The Welsh government will try to opt-out of UK ministers' plans to tighten trade union strike ballot rules.
First Minister Carwyn Jones is unhappy that key parts of the Trade Union Bill relate to devolved public services such as health and education.
A vote will be held in the Senedd early in 2016 that would seek to effectively veto some clauses.
The UK government said the bill was being introduced "to make strike laws fairer for working people in Wales".
The clauses the Senedd vote would seek to veto include a requirement for a 40% turnout threshold for strike ballots in "important public services".
The legislation would also end the "check off" system, where union subscriptions are taken direct from pay packets.
"We've said repeatedly that the Trade Union Bill which the UK government has introduced to Parliament has the potential to cause significant damage to the social and economic fabric of the UK," Mr Jones said.

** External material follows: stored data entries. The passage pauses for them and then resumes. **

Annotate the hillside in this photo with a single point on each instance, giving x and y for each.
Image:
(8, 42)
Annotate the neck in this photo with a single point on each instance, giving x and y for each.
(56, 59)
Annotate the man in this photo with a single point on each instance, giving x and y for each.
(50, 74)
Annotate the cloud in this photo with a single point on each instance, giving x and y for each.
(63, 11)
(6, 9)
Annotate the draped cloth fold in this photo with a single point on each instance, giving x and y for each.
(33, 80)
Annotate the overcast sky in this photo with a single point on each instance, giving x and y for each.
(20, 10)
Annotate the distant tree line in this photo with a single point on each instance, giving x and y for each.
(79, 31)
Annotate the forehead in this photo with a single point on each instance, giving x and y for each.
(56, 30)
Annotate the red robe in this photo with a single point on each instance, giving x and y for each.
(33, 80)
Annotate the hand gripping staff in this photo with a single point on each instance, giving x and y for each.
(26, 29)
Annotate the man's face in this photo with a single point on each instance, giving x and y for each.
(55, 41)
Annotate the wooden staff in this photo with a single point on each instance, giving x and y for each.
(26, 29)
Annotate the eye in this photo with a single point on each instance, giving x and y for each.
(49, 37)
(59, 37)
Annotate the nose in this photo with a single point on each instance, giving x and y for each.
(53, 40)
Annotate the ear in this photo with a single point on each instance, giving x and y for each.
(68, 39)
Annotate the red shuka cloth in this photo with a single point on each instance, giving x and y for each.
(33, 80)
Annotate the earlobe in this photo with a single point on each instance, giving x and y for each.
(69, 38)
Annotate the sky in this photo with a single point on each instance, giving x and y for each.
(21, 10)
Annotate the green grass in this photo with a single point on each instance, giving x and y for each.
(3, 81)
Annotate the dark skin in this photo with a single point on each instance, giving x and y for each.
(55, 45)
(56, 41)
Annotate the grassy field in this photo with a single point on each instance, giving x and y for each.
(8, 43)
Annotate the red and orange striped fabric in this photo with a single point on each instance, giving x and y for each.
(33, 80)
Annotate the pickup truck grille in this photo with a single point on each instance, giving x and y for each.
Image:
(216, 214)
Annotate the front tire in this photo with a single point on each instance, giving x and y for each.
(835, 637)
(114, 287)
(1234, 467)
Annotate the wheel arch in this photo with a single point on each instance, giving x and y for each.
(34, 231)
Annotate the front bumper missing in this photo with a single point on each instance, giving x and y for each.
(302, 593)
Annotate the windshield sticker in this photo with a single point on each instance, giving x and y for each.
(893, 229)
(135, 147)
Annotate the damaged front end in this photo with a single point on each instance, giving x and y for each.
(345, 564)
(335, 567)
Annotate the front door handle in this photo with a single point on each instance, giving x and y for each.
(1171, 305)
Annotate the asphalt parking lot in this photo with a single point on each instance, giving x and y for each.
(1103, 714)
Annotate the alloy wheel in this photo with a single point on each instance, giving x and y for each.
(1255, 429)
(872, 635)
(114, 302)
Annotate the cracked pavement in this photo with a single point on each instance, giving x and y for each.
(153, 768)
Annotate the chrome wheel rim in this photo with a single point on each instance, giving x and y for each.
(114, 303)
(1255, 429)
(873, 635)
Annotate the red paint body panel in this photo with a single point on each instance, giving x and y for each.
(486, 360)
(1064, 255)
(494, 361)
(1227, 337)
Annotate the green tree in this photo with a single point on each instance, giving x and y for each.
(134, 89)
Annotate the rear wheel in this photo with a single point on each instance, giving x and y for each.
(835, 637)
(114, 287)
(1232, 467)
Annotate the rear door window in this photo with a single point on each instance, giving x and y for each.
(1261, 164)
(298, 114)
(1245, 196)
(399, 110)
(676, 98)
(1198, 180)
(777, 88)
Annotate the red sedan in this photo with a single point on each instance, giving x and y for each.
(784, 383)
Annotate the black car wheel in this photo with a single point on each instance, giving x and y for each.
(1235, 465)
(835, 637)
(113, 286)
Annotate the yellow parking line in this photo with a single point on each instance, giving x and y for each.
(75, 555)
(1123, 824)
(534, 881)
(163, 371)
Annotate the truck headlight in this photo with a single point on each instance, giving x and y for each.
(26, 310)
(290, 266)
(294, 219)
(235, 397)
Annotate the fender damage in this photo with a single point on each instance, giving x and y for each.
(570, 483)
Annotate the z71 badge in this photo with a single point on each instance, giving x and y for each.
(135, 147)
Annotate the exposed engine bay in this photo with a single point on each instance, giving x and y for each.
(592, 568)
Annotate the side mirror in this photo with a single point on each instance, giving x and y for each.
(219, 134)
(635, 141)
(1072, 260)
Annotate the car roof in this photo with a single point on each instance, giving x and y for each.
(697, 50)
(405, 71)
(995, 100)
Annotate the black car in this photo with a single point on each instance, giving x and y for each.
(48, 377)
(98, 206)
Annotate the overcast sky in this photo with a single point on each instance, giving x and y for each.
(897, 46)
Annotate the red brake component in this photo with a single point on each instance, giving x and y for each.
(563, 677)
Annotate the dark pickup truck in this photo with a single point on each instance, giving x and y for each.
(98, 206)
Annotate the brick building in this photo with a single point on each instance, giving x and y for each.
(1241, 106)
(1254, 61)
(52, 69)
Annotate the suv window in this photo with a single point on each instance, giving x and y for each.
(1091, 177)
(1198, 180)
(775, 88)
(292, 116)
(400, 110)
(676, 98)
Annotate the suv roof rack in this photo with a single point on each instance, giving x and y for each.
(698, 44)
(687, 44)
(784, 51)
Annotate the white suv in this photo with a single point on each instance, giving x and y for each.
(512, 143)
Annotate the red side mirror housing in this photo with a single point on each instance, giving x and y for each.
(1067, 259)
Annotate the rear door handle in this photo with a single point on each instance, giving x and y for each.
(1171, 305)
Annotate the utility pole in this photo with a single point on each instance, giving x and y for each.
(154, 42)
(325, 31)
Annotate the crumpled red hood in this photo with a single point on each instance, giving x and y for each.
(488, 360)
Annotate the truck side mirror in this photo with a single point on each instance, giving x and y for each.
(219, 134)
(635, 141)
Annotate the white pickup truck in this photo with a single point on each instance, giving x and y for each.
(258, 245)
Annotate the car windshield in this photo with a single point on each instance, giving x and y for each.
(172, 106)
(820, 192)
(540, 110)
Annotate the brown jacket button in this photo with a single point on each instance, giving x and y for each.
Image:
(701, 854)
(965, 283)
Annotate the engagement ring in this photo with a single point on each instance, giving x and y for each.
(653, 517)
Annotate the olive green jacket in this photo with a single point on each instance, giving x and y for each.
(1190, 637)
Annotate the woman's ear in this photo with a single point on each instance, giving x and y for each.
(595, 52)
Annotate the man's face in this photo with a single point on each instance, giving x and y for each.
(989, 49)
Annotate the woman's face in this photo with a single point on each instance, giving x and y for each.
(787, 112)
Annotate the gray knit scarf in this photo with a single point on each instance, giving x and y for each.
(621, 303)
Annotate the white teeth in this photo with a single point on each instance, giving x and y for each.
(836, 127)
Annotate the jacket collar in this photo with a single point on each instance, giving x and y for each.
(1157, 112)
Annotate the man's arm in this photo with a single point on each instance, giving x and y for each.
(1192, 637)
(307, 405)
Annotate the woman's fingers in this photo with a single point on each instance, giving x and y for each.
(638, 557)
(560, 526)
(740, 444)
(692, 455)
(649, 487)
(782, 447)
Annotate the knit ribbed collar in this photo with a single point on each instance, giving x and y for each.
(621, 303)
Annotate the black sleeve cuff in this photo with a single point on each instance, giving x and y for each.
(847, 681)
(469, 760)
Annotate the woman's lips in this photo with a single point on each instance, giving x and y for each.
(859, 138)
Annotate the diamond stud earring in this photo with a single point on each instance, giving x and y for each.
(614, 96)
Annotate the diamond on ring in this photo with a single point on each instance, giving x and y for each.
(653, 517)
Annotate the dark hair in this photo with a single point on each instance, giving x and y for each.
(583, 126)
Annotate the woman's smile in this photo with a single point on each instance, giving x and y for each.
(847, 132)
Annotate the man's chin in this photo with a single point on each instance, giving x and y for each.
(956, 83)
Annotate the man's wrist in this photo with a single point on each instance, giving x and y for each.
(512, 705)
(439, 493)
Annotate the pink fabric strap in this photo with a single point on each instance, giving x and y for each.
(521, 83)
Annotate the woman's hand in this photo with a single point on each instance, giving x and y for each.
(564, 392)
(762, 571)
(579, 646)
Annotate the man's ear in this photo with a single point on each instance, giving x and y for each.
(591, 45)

"In particular, I have grave concerns that it will prove socially divisive, lead to more confrontational relationships between employers and workers, and ultimately undermine rather than support public services and the economy."
"We have made clear to the UK government that, as significant parts of the bill relate specifically to public services which are devolved, it is not acceptable for them to impose it on Wales," he added.
UK Business Secretary Sajid Javid has said the bill was "not a declaration of war" against unions but necessary to stop "endless" threats of industrial action.
A UK government spokesman said the bill was about "balancing the rights of trade unions with the rights of working people and businesses".
"They have a right to expect that essential services won't be disrupted at short notice by strikes supported by only a small proportion of union members," the spokesman added.